Disney investors impatient with Iger effort; 'Mickey on a Diet'

Disney (DIS) -) shares look set to rise from the lowest levels in nearly a decade Friday following a post-earnings slump that suggests investors are growing increasingly impatient with the turnaround plans of interim CEO Bob Iger.

Iger, 72, returned to the helm of the media and entertainment giant as interim CEO in November of last year. He unveiled sweeping changes for the group, including a major cost-cutting drive and a new three-part organizational structure focused on Parks, Entertainment and ESPN. 

He also said Disney would restore its regular dividend, which it suspended during the peak of the pandemic in 2020, by the end of the calendar year. 

Disney earlier this summer extended his contract until the end of 2026.

But Disney shares have fallen more than 10%, including an outsized 3.7% slide on Thursday, following the group's disappointing third-quarter earnings on August 9. That report flagged near-term price hikes for its Disney+ streaming service as well as falling subscribers and more operating losses.

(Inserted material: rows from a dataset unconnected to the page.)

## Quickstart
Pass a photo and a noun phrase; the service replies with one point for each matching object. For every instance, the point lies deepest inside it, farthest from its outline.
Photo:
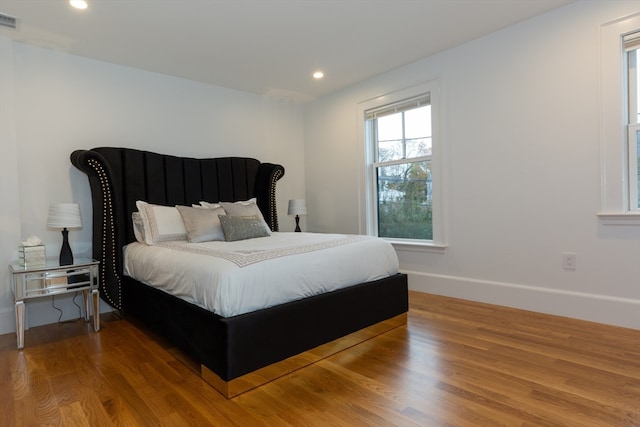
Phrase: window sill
(418, 247)
(619, 218)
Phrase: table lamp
(64, 216)
(297, 207)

Disney also booked around $2.65 billion in charges over the quarter, most of which were linked to removing content from its streaming platforms and killing existing licensing agreements. It also paid out $210 million in severance to laid-off workers.

"We acknowledge many execution risks including DIS’s uniquely political risk. In our view, Iger has been adeptly maneuvering to address these risks including cutting costs to improve growth, profitability, and free cash flow." said Daiwa analyst Jonathan Kess in a recent client note. 

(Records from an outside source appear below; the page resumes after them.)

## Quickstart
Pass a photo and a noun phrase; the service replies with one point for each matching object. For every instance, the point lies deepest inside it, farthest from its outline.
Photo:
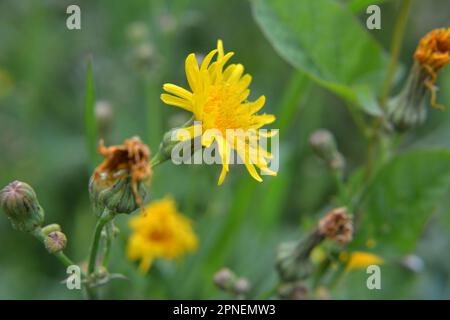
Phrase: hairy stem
(104, 219)
(396, 43)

"Figuratively, Mickey is going on a diet and losing weight. We see Disney as a survivor and winner in the streaming wars."

Disney shares were marked 0.6% higher in early afternoon trading Friday to change hands at $82.96 each after closing near a nine-year low of $82.47 each on the NYSE Thursday. 

Amazon-Disney Talks on ESPN Venture: Report

Support for the shares in the premarket could be linked to a report from The Information, which said Amazon (AMZN) -) was in talks with Disney that could see the online retail and tech giant collaborate with ESPN's new streaming effort. 

Earlier this summer, Iger said Disney would work toward finding a content partner for ESPN that would help offset the ongoing decline in ad revenue and profit from Disney's linear networks division.

Disney also agreed terms with Penn Entertainment that would see the gambling group pay $1.5 billion over 10 years, as well as an equity kicker, in exchange for the use of brand rights, promotions and other forms of cooperation as it relaunches under a new name: ESPN Bet.